Derbyshire Police and Crime Commissioner
- Incumbent
- Assumed office 4 May 2024
- Preceded by: Angelique Foster

Personal details
- Party: Labour
- Website: Nicolle Ndiweni

= Nicolle Ndiweni =

Elected politician (born 1989)

Nicolle Ndiweni-Roberts (born 5 March 1989 in Bulawayo, Zimbabwe) was elected as the Derbyshire Police and Crime Commissioner in the 2024 England and Wales police and crime commissioner elections representing the Labour Party. She defeated Angelique Foster of the Conservative Party, the incumbent since 2021.

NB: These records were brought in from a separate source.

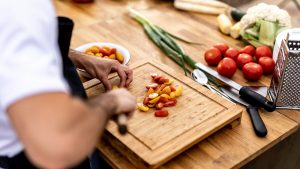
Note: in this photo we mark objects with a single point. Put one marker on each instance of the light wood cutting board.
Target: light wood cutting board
(151, 141)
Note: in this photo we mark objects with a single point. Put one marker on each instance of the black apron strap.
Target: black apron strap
(65, 27)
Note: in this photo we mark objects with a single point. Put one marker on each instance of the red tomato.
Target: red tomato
(252, 71)
(263, 51)
(231, 53)
(227, 67)
(161, 113)
(170, 102)
(222, 47)
(152, 85)
(267, 64)
(249, 49)
(212, 56)
(159, 106)
(242, 59)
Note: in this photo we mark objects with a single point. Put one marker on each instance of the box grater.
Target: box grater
(284, 89)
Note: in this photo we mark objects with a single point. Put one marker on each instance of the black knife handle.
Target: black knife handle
(258, 125)
(256, 99)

Ndiweni-Roberts now serves as one of the APCC Joint Leads for Economic and Cyber Crime. Their portfolio focuses on addressing critical issues such as online safety, harassment, fraud, hacking and economic crime.

Ndiweni-Roberts holds a degree in Criminology and International Relations from the University of Lincoln. Prior to her role as PCC, she worked as a Business Expansion specialist in Inward Investment. She is a Vice Chair and Women's Representative on Labour's East Midlands Regional Board, and a former East Midlands Representative on Labour’s National Policy Forum.

Ndiweni-Roberts is also a Member of the Nova Education Trust, and sits on the East Midlands Cyber Resilience Centre board, contributing to efforts in strengthening the region's cybersecurity infrastructure, education and support for individuals, schools and businesses.

Ndiweni-Roberts had previously been a District Councillor on Ashfield District Council for the Hucknall Central Ward and served as a Cabinet Member for the Safer and Stronger Communities portfolio from 2015-2019 before losing her seat to the Ashfield Independents. She was also one of Labour's five candidates in the East Midlands for the 2019 European Parliament election.